Hot Topics

Singapura Rebut Mahkota Paspor Terkuat Dunia 2025, AS Terus Merosot

Henley Passport Index edisi terbaru mencatat kesenjangan mobilitas global terlebar dalam sejarah, sementara warga Amerika memimpin permintaan kewarganegaraan kedua

Singapura dan Jepang memisahkan diri dari kelompok enam negara yang berbagi posisi teratas tahun lalu untuk mengamankan posisi emas dan perak dalam Henley Passport Index 2025 yang dirilis 8 Januari lalu.

Singapura merebut kembali mahkotanya sebagai paspor paling berkuasa di dunia dengan akses bebas visa ke 195 dari 227 destinasi di seluruh dunia, meninggalkan Jepang di posisi runner-up dengan skor 193 destinasi setelah mendapatkan kembali akses bebas visa ke China.

Beberapa negara Uni Eropa mengalami penurunan. Prancis, Jerman, Italia, dan Spanyol turun dua peringkat ke posisi ketiga, bergabung dengan Finlandia dan Korea Selatan dengan akses ke 192 destinasi. Posisi keempat ditempati tujuh negara Eropa—Austria, Denmark, Irlandia, Luksemburg, Belanda, Norwegia, dan Swedia—dengan 191 destinasi bebas visa.

Kesenjangan Mobilitas Terlebar dalam Sejarah

Di ujung spektrum yang berlawanan, Afghanistan tetap bertengger di dasar indeks setelah kehilangan akses bebas visa ke dua destinasi tambahan dalam setahun terakhir. Ini menciptakan kesenjangan mobilitas terbesar dalam 19 tahun sejarah indeks, di mana warga Singapura dapat mengunjungi 169 destinasi lebih banyak dibandingkan pemegang paspor Afghanistan.

Dr. Christian H. Kaelin, Ketua Henley & Partners dan penemu konsep indeks paspor, mengatakan konsep kewarganegaraan dan lotere hak lahir memerlukan pemikiran ulang fundamental di tengah meningkatnya bencana alam, ketidakstabilan politik, dan konflik bersenjata yang memaksa banyak orang mengungsi.

Amerika Serikat: Perosot Terbesar Kedua

AS menjadi negara dengan penurunan terbesar kedua setelah Venezuela antara 2015 dan 2025, anjlok tujuh peringkat dari posisi kedua ke posisi kesembilan saat ini. Vanuatu menjadi perosot ketiga, diikuti paspor Inggris yang turun dari posisi teratas pada 2015 ke posisi kelima, dan Kanada yang turun tiga peringkat.
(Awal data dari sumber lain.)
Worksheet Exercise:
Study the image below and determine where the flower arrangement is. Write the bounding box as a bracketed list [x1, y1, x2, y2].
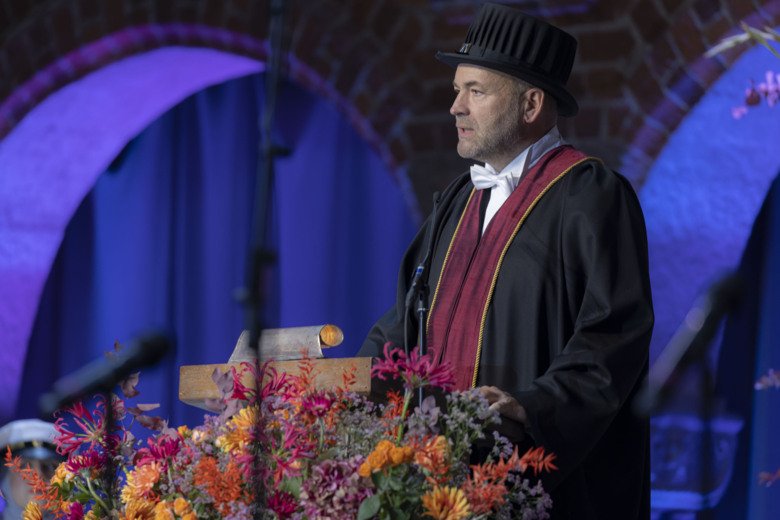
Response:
[753, 368, 780, 487]
[6, 345, 557, 520]
[705, 22, 780, 119]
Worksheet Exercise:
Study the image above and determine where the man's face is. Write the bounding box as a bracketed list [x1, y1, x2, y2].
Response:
[450, 65, 525, 171]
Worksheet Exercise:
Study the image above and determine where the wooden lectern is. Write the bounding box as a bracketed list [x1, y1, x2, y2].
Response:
[179, 325, 372, 410]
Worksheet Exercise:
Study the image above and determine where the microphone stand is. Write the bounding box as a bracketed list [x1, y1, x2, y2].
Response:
[239, 0, 289, 520]
[404, 191, 439, 406]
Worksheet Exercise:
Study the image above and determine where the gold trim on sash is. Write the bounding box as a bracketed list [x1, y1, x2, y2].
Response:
[470, 157, 601, 388]
[425, 188, 477, 338]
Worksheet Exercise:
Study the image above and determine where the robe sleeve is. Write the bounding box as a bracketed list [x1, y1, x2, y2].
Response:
[513, 163, 654, 480]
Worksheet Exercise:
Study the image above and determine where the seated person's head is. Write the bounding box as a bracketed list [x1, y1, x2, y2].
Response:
[0, 419, 63, 519]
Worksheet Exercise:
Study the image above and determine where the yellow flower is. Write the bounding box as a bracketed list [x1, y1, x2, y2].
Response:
[216, 406, 258, 452]
[49, 462, 73, 486]
[122, 462, 162, 504]
[366, 448, 390, 471]
[22, 502, 43, 520]
[192, 430, 209, 444]
[390, 446, 414, 466]
[422, 486, 471, 520]
[173, 497, 192, 516]
[152, 500, 175, 520]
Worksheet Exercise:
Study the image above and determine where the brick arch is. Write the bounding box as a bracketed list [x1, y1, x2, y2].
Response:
[622, 0, 780, 186]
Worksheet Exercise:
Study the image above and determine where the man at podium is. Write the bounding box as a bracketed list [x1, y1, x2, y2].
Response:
[359, 4, 653, 520]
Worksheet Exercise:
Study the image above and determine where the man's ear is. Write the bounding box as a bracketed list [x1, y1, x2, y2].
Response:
[523, 87, 550, 124]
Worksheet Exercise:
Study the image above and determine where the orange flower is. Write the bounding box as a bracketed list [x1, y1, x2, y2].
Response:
[216, 406, 258, 452]
[422, 486, 471, 520]
[358, 460, 372, 477]
[414, 435, 450, 485]
[520, 446, 558, 476]
[173, 497, 192, 516]
[120, 499, 154, 520]
[122, 462, 162, 504]
[390, 446, 414, 466]
[463, 448, 521, 515]
[5, 446, 60, 511]
[194, 457, 246, 514]
[366, 449, 390, 471]
[152, 500, 176, 520]
[22, 502, 43, 520]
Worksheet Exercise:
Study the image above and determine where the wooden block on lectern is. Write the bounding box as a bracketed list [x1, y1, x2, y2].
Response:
[179, 357, 372, 410]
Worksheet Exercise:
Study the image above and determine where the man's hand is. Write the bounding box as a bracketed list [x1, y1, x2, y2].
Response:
[477, 386, 528, 425]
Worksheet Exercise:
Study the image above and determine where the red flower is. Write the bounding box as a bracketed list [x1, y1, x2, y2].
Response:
[65, 449, 107, 473]
[520, 446, 558, 476]
[54, 398, 105, 455]
[371, 342, 455, 392]
[135, 435, 182, 468]
[67, 502, 84, 520]
[268, 491, 296, 519]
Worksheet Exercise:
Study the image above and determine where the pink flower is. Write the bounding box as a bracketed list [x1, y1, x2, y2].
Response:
[65, 449, 106, 473]
[67, 502, 84, 520]
[301, 393, 334, 418]
[268, 491, 295, 520]
[54, 398, 105, 455]
[135, 435, 182, 468]
[371, 342, 455, 392]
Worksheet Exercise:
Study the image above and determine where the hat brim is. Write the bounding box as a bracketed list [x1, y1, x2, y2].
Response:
[436, 52, 580, 117]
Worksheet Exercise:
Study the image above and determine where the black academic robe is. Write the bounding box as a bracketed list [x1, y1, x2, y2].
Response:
[359, 156, 653, 520]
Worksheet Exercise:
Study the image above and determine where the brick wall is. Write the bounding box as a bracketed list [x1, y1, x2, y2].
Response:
[0, 0, 780, 209]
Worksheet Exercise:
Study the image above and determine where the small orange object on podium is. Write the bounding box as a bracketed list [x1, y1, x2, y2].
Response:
[179, 325, 372, 410]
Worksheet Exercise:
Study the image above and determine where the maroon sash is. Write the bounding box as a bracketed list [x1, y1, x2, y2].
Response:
[427, 146, 588, 390]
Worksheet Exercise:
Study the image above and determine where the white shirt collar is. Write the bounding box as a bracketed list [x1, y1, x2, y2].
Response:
[485, 126, 565, 189]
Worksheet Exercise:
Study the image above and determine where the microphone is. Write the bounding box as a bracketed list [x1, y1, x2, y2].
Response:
[404, 191, 439, 355]
[634, 273, 742, 416]
[38, 334, 171, 417]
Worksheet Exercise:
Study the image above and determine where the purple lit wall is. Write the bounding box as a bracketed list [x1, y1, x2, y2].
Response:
[640, 43, 780, 357]
[0, 47, 262, 417]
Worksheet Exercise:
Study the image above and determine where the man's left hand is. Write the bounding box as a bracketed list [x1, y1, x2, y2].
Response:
[477, 386, 528, 425]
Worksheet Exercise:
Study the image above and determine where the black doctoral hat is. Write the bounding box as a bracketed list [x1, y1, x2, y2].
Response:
[436, 3, 579, 117]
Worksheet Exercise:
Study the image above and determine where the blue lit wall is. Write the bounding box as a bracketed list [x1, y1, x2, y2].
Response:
[640, 42, 780, 364]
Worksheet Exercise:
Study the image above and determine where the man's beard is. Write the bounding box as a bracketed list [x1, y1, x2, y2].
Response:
[458, 96, 525, 166]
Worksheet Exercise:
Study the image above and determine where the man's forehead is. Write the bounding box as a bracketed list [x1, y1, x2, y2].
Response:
[453, 63, 517, 85]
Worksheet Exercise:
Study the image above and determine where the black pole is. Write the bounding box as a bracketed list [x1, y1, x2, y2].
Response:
[241, 0, 286, 520]
[404, 191, 439, 406]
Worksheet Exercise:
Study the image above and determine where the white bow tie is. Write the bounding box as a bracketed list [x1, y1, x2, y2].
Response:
[471, 164, 515, 193]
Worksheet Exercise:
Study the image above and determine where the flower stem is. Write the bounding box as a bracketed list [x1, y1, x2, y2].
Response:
[85, 478, 111, 513]
[396, 388, 412, 445]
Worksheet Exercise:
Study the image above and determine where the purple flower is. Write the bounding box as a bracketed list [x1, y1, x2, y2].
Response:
[300, 456, 372, 520]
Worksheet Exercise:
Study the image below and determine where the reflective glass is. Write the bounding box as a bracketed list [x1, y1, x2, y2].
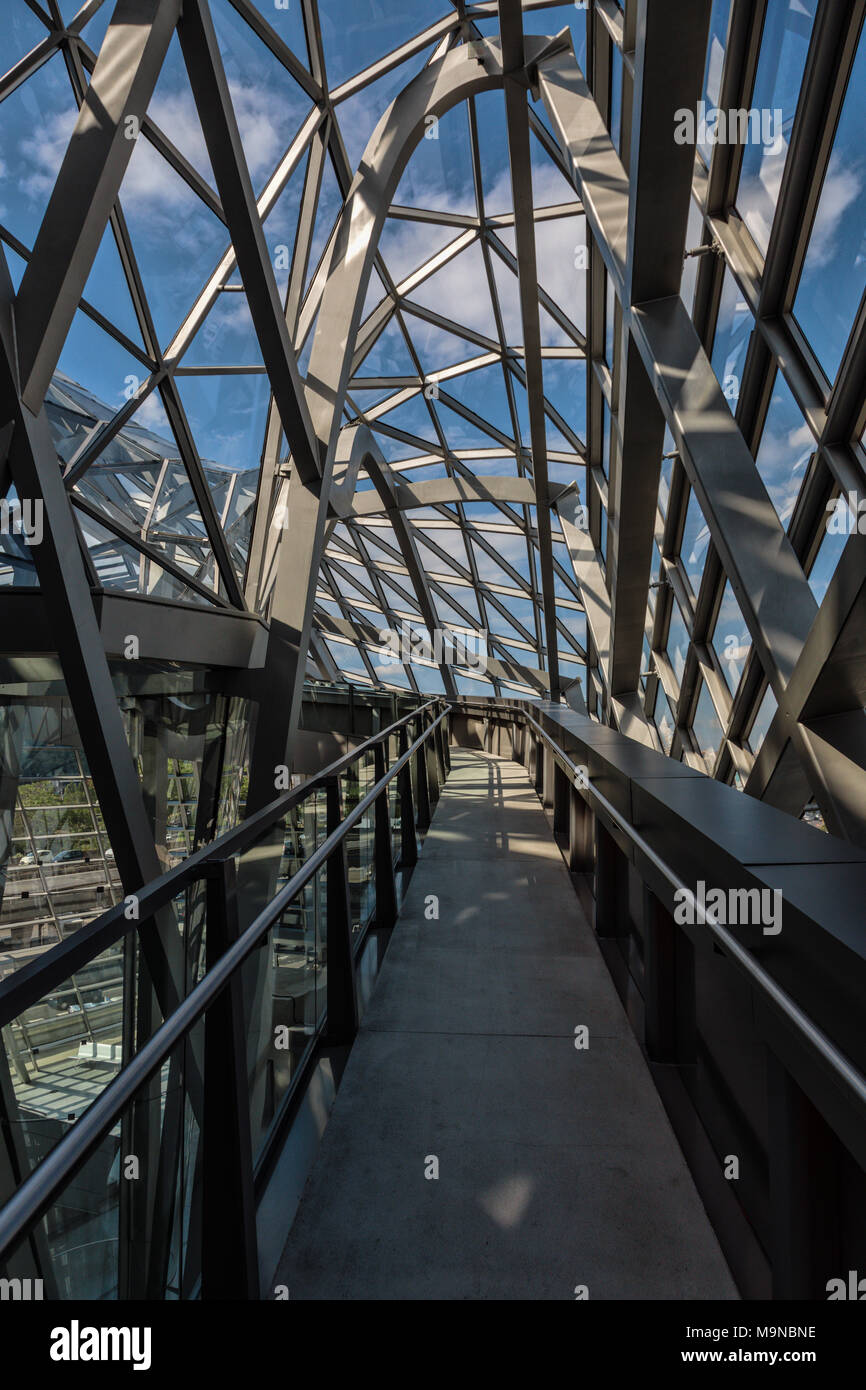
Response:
[794, 31, 866, 382]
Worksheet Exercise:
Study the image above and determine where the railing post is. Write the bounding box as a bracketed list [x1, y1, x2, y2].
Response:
[434, 720, 448, 788]
[416, 720, 430, 830]
[766, 1047, 859, 1300]
[532, 734, 545, 799]
[201, 856, 259, 1301]
[595, 816, 623, 937]
[421, 730, 439, 805]
[398, 724, 418, 869]
[553, 759, 571, 835]
[441, 706, 452, 777]
[644, 885, 685, 1062]
[324, 777, 357, 1044]
[373, 744, 398, 927]
[569, 787, 592, 873]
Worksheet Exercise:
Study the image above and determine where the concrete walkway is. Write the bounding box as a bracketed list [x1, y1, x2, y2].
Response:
[275, 749, 737, 1300]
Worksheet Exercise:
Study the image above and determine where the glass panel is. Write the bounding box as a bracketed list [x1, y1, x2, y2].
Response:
[794, 31, 866, 382]
[737, 0, 817, 254]
[610, 40, 623, 153]
[698, 0, 731, 164]
[666, 599, 689, 684]
[755, 373, 815, 527]
[680, 492, 710, 598]
[4, 1020, 204, 1302]
[692, 681, 723, 769]
[749, 685, 778, 753]
[713, 580, 752, 694]
[712, 262, 755, 414]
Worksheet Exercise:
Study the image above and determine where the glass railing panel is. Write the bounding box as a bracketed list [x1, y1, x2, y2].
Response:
[0, 1020, 204, 1302]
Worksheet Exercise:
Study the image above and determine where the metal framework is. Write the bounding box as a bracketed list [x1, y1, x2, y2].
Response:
[0, 0, 866, 1295]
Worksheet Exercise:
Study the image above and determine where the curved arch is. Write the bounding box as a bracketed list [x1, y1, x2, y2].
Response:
[249, 35, 561, 806]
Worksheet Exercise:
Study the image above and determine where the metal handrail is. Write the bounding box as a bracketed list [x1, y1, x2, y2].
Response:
[0, 699, 441, 1027]
[513, 710, 866, 1105]
[0, 701, 450, 1261]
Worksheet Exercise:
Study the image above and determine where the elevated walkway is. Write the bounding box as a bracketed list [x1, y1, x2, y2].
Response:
[273, 749, 737, 1300]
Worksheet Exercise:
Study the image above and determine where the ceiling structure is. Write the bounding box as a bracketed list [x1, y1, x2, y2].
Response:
[0, 0, 866, 858]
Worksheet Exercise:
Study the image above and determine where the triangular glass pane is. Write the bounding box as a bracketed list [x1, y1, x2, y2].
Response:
[147, 33, 215, 188]
[436, 400, 505, 453]
[439, 363, 514, 438]
[535, 217, 587, 336]
[0, 0, 50, 72]
[339, 50, 428, 170]
[361, 265, 388, 322]
[530, 135, 578, 207]
[246, 0, 310, 70]
[83, 227, 145, 348]
[177, 374, 270, 473]
[393, 101, 477, 215]
[378, 392, 439, 445]
[0, 487, 42, 589]
[121, 139, 228, 348]
[183, 289, 264, 367]
[0, 54, 78, 247]
[211, 0, 310, 193]
[379, 217, 461, 285]
[491, 254, 523, 348]
[264, 160, 304, 304]
[76, 512, 216, 605]
[322, 0, 448, 89]
[403, 314, 484, 375]
[58, 309, 147, 416]
[3, 246, 26, 293]
[411, 242, 497, 339]
[542, 357, 587, 439]
[474, 92, 514, 217]
[304, 157, 343, 293]
[357, 318, 416, 377]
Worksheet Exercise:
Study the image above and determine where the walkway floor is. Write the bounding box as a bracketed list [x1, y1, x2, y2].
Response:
[274, 749, 737, 1300]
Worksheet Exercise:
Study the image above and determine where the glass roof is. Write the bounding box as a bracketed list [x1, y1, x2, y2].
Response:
[0, 0, 866, 817]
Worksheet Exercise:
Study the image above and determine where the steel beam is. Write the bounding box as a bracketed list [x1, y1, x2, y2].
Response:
[17, 0, 181, 414]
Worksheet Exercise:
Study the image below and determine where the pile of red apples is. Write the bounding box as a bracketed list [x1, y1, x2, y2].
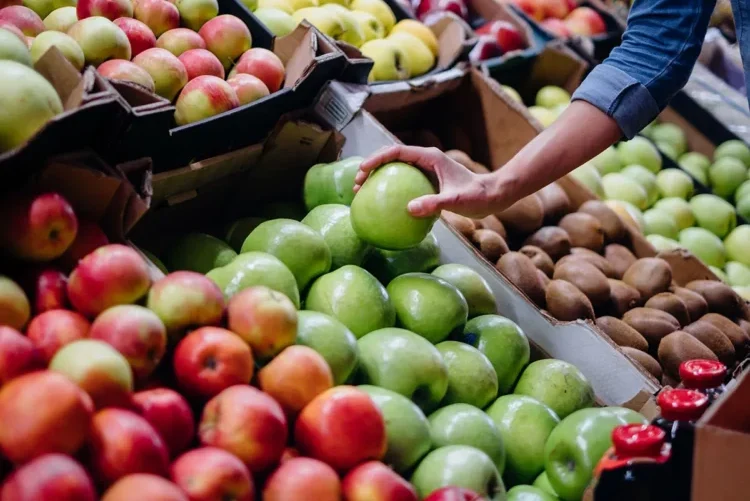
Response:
[0, 0, 285, 125]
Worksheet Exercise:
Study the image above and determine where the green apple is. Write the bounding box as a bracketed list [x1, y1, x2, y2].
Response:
[457, 315, 531, 395]
[302, 204, 370, 270]
[690, 194, 737, 238]
[351, 161, 437, 250]
[429, 404, 505, 475]
[387, 273, 469, 343]
[617, 136, 662, 174]
[165, 233, 237, 273]
[364, 232, 440, 284]
[434, 262, 497, 318]
[305, 265, 396, 338]
[411, 445, 507, 501]
[544, 408, 648, 501]
[487, 395, 560, 484]
[242, 219, 331, 290]
[357, 328, 448, 412]
[357, 385, 432, 473]
[435, 341, 497, 409]
[297, 310, 359, 385]
[206, 252, 300, 308]
[513, 359, 594, 419]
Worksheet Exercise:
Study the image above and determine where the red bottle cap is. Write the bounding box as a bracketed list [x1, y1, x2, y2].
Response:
[656, 388, 708, 421]
[680, 359, 727, 390]
[612, 424, 667, 458]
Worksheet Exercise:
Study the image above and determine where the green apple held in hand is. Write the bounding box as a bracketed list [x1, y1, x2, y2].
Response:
[357, 385, 432, 473]
[357, 328, 448, 411]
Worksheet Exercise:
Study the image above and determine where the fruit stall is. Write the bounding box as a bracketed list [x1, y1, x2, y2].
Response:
[0, 0, 750, 501]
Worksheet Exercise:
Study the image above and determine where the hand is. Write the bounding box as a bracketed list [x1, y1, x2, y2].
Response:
[354, 145, 502, 218]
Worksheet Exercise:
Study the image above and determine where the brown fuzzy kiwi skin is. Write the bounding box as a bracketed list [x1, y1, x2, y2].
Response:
[682, 320, 737, 367]
[523, 226, 570, 261]
[673, 287, 708, 322]
[643, 292, 690, 327]
[518, 245, 555, 277]
[596, 317, 648, 352]
[622, 308, 680, 355]
[545, 280, 594, 322]
[685, 280, 742, 318]
[622, 257, 672, 301]
[552, 261, 610, 306]
[578, 200, 627, 242]
[604, 244, 638, 280]
[495, 252, 545, 307]
[659, 331, 718, 379]
[558, 212, 604, 252]
[471, 230, 510, 263]
[621, 346, 662, 381]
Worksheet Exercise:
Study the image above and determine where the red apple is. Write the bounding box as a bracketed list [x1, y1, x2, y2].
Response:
[89, 409, 169, 484]
[232, 47, 286, 93]
[96, 59, 155, 92]
[101, 473, 189, 501]
[112, 17, 156, 57]
[227, 286, 297, 360]
[0, 191, 78, 261]
[294, 386, 387, 471]
[0, 325, 43, 386]
[171, 447, 255, 501]
[0, 371, 94, 464]
[179, 49, 224, 81]
[198, 385, 288, 473]
[263, 458, 342, 501]
[89, 304, 167, 381]
[68, 244, 157, 317]
[133, 388, 195, 457]
[0, 5, 47, 37]
[258, 346, 333, 414]
[174, 327, 255, 398]
[227, 73, 270, 106]
[147, 271, 226, 339]
[0, 454, 97, 501]
[26, 310, 91, 364]
[342, 461, 419, 501]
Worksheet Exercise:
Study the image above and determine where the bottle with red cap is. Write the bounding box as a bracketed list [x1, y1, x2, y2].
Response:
[680, 359, 727, 403]
[584, 424, 672, 501]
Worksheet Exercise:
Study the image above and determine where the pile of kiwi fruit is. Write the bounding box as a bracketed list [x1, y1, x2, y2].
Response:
[443, 152, 750, 386]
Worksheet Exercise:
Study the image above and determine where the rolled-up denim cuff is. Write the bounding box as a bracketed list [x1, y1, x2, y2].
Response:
[573, 63, 660, 139]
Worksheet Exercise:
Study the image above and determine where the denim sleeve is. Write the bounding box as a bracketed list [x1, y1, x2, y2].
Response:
[573, 0, 716, 138]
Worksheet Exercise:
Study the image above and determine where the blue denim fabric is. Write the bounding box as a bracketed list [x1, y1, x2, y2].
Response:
[573, 0, 724, 138]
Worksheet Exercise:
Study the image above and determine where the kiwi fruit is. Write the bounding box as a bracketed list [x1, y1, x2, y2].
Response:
[495, 252, 544, 307]
[537, 183, 573, 224]
[622, 257, 672, 300]
[558, 212, 604, 252]
[604, 278, 641, 318]
[621, 346, 662, 381]
[495, 194, 544, 235]
[604, 244, 638, 279]
[552, 260, 610, 306]
[682, 320, 736, 367]
[523, 226, 570, 261]
[644, 292, 690, 326]
[685, 280, 742, 318]
[578, 200, 627, 242]
[518, 245, 555, 277]
[659, 331, 718, 379]
[673, 287, 708, 322]
[440, 210, 477, 238]
[596, 317, 648, 351]
[545, 280, 594, 322]
[622, 308, 680, 354]
[471, 230, 510, 263]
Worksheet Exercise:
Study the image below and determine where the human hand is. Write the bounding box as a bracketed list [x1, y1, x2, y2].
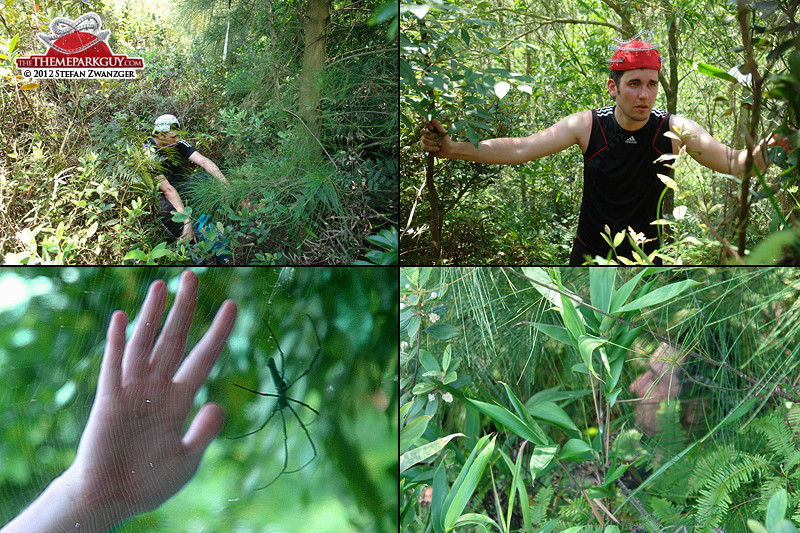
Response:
[65, 271, 236, 524]
[179, 219, 196, 243]
[420, 119, 452, 157]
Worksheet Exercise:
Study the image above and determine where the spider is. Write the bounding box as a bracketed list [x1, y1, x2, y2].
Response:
[228, 315, 322, 490]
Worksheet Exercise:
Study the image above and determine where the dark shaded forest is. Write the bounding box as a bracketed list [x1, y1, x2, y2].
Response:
[399, 0, 800, 264]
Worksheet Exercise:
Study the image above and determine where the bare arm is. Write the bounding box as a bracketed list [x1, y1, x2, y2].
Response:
[189, 152, 228, 185]
[422, 111, 592, 165]
[670, 115, 768, 176]
[156, 174, 194, 240]
[2, 271, 236, 533]
[156, 178, 185, 213]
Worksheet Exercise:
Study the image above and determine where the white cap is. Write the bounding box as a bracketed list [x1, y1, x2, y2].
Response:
[153, 115, 181, 133]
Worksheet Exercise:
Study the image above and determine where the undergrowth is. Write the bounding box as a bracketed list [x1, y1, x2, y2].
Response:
[0, 3, 397, 264]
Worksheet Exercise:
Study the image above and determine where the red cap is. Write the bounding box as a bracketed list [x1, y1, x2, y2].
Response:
[611, 40, 661, 70]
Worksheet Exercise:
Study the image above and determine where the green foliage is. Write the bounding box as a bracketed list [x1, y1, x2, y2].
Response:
[0, 0, 398, 264]
[400, 0, 800, 264]
[0, 267, 398, 533]
[400, 268, 800, 533]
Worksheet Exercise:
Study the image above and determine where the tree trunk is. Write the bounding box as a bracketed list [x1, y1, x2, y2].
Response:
[299, 0, 331, 159]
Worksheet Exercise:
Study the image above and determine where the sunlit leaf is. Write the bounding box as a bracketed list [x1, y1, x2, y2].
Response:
[400, 432, 465, 472]
[494, 81, 511, 98]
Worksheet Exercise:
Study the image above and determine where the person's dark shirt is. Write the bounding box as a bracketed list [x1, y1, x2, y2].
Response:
[144, 139, 197, 194]
[578, 106, 672, 257]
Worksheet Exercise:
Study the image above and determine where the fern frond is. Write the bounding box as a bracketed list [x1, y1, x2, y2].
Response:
[748, 413, 797, 462]
[696, 454, 770, 532]
[688, 443, 739, 495]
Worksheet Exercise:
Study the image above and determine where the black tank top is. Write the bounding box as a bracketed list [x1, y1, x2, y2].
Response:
[578, 106, 672, 257]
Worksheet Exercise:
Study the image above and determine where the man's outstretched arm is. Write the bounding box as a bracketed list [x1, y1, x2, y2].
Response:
[422, 111, 592, 165]
[2, 271, 236, 533]
[672, 116, 769, 176]
[189, 152, 228, 185]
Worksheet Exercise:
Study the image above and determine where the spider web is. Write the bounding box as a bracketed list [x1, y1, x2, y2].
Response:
[0, 267, 397, 532]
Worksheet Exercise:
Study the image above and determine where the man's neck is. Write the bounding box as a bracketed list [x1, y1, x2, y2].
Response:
[614, 106, 650, 131]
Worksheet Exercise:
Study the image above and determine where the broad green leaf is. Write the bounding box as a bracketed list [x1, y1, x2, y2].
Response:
[148, 249, 172, 259]
[403, 4, 431, 20]
[559, 286, 586, 340]
[529, 401, 580, 433]
[494, 81, 511, 98]
[558, 439, 592, 462]
[578, 335, 611, 373]
[525, 387, 592, 409]
[467, 399, 547, 444]
[442, 435, 494, 531]
[419, 350, 442, 372]
[442, 344, 453, 372]
[466, 126, 481, 148]
[408, 314, 422, 339]
[122, 250, 147, 262]
[617, 279, 699, 313]
[764, 489, 788, 531]
[609, 268, 647, 314]
[400, 432, 466, 472]
[400, 415, 432, 452]
[772, 518, 797, 533]
[657, 174, 679, 192]
[589, 268, 617, 320]
[423, 322, 459, 341]
[500, 381, 531, 423]
[431, 461, 450, 533]
[456, 513, 502, 531]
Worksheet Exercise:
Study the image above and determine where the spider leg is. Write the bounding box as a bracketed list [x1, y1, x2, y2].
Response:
[281, 314, 322, 389]
[261, 318, 283, 373]
[255, 407, 294, 490]
[228, 402, 286, 440]
[281, 404, 317, 474]
[233, 383, 280, 398]
[286, 396, 319, 416]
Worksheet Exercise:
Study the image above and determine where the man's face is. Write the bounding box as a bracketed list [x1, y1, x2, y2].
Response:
[608, 68, 658, 121]
[156, 131, 178, 146]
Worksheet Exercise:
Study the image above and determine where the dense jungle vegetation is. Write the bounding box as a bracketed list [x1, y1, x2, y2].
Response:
[400, 267, 800, 533]
[0, 0, 398, 264]
[399, 0, 800, 264]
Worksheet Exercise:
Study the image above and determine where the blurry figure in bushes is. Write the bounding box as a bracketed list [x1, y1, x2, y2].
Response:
[144, 115, 228, 241]
[629, 342, 706, 436]
[422, 32, 788, 266]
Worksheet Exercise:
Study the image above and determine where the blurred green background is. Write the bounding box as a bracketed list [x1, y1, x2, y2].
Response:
[0, 267, 399, 533]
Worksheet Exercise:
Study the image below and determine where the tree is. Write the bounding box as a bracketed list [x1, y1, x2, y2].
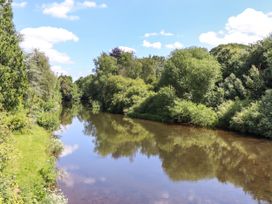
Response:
[94, 53, 118, 77]
[58, 76, 77, 102]
[244, 65, 265, 99]
[0, 0, 27, 110]
[210, 43, 249, 79]
[159, 48, 221, 102]
[222, 74, 247, 100]
[247, 35, 272, 88]
[26, 49, 57, 102]
[139, 56, 165, 84]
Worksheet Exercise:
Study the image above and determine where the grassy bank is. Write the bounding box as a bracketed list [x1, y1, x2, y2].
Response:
[0, 125, 66, 203]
Sebaliknya, China termasuk pendaki terbesar selama dekade terakhir, naik dari peringkat 94 pada 2015 ke posisi 60 di 2025, dengan skor bebas visa meningkat 40 destinasi. Dari segi keterbukaan terhadap negara lain, China juga naik dalam Henley Openness Index. China memberikan akses bebas visa kepada 29 negara tambahan sepanjang tahun lalu, kini menempati posisi ke-80 dengan memberikan akses ke 58 negara, dibandingkan AS yang berada di peringkat 84 dan hanya mengizinkan 46 negara.

Annie Pforzheimer dari Center for Strategic and International Studies mengatakan penurunan AS tidak mengejutkan. Tren politik Amerika bahkan sebelum kepresidenan Trump kedua sudah cenderung isolasionis. Jika tarif dan deportasi menjadi alat kebijakan default pemerintahan Trump, AS tidak hanya akan terus menurun secara komparatif, tetapi mungkin juga dalam angka absolut.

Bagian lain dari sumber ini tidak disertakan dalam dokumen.